Quick Crops for Veggie Gardeners

Submitted by on June 1, 2014 – 8:18 amNo Comment

radish-rivoli-hybrid_park-seed Special to Road Trips for Gardeners
By Park Seed

Forget the image of long rows of cabbages, towering spires of corn, and fields of pumpkins. Today’s home vegetable garden is more likely to revolve around the backyard deck, the flowering annual bed, and even the kitchen.

As Americans yearn for fresh local food yet have less time and space than ever to grow a big garden, vegetable growers are finding ways to keep the harvests coming more quickly and deliciously than would have been possible even a decade ago.

One secret is the new-found popularity of baby veggies. At first it was just lettuces and other greens, but now everything from cucumbers to squash can be harvested weeks earlier, in mini form. This cuts growing time dramatically, making it possible to grill up that delectable caponata just 45 days after transplanting Patio Baby Eggplant into containers. Want to grow your own mega-healthy spinach salad? Novico Hybrid Spinach is ready in just 25 days.

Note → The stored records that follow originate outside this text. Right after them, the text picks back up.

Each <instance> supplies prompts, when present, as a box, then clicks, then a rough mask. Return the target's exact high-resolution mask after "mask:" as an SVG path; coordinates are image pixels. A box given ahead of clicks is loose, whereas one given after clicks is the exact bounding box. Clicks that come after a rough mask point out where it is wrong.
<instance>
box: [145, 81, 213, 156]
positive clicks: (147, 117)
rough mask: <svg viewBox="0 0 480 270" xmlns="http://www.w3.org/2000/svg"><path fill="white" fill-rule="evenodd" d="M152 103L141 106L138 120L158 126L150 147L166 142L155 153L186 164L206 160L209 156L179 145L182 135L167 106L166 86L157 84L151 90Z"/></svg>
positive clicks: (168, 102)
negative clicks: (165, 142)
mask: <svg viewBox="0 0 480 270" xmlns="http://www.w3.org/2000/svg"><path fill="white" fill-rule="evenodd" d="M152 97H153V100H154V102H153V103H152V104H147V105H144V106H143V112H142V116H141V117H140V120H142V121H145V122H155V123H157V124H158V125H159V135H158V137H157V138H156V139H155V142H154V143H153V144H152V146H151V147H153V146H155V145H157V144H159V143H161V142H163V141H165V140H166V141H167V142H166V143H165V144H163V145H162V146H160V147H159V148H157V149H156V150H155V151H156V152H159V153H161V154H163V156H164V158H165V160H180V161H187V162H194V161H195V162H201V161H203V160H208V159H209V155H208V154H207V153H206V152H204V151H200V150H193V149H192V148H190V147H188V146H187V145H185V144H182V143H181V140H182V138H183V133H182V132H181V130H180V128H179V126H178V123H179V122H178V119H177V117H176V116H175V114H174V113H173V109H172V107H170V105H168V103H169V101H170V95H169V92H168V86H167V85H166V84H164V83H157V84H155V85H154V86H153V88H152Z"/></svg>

Another factor contributing to the “instant gratification” of today’s home vegetable gardens is the rediscovery of naturally quick crops. The humble spring radish, a root that matures within just a few weeks of sowing, is gaining in popularity. It’s ridiculously easy to grow: just pop the seeds into any sunny garden spot or container, water well, and within days green shoots are pushing up. When it’s time to harvest, simply grasp the leaves and pull. Like a buried Easter egg, the colorful radish appears. It’s no surprise, then, that Rivoli Hybrid Radish, a gorgeous bright red variety that holds very well, has been named a 2014 All-America Selection.

Of course, greens are the original quick crops, and many begin setting tasty leaves just a few weeks after sowing. Cut-and-come-again varieties — loose-leaf lettuces, spinach, Swiss chard, and mustard greens, among others — set new leaves to replace those that are picked, so the harvest continues all season.

Gardens with at least a few feet of sunny soil can support a big, quick crop of summer squash. “Baby” forms are now available — Poquito Hybrid is a particularly charming little zucchini, ready in just 40 days — but even the full-sized versions of crookneck, straightneck, pattypan, scallop, and zucchini usually go from seed to table in just two months.

And if horizontal space is in short supply in the garden, go vertical with snow peas and green beans. These vining plants can be trained upward through chain-link fences, trellises, and other supports. Beans, peas, and other legumes belong in every garden, because in addition to the goodness of their crops, the plants feed the soil, improving its quality for next season.

And finally, the ultimate quick crop is sprouts, which you can grow right in the kitchen in just a few days. Packed with anti-oxidants and crunchy, nutty flavor, sprouts are terrific additions to sandwiches and salads. No soil or sunshine needed here — just a container, a bit of water, and seeds. Gardening has never been so easy or delicious.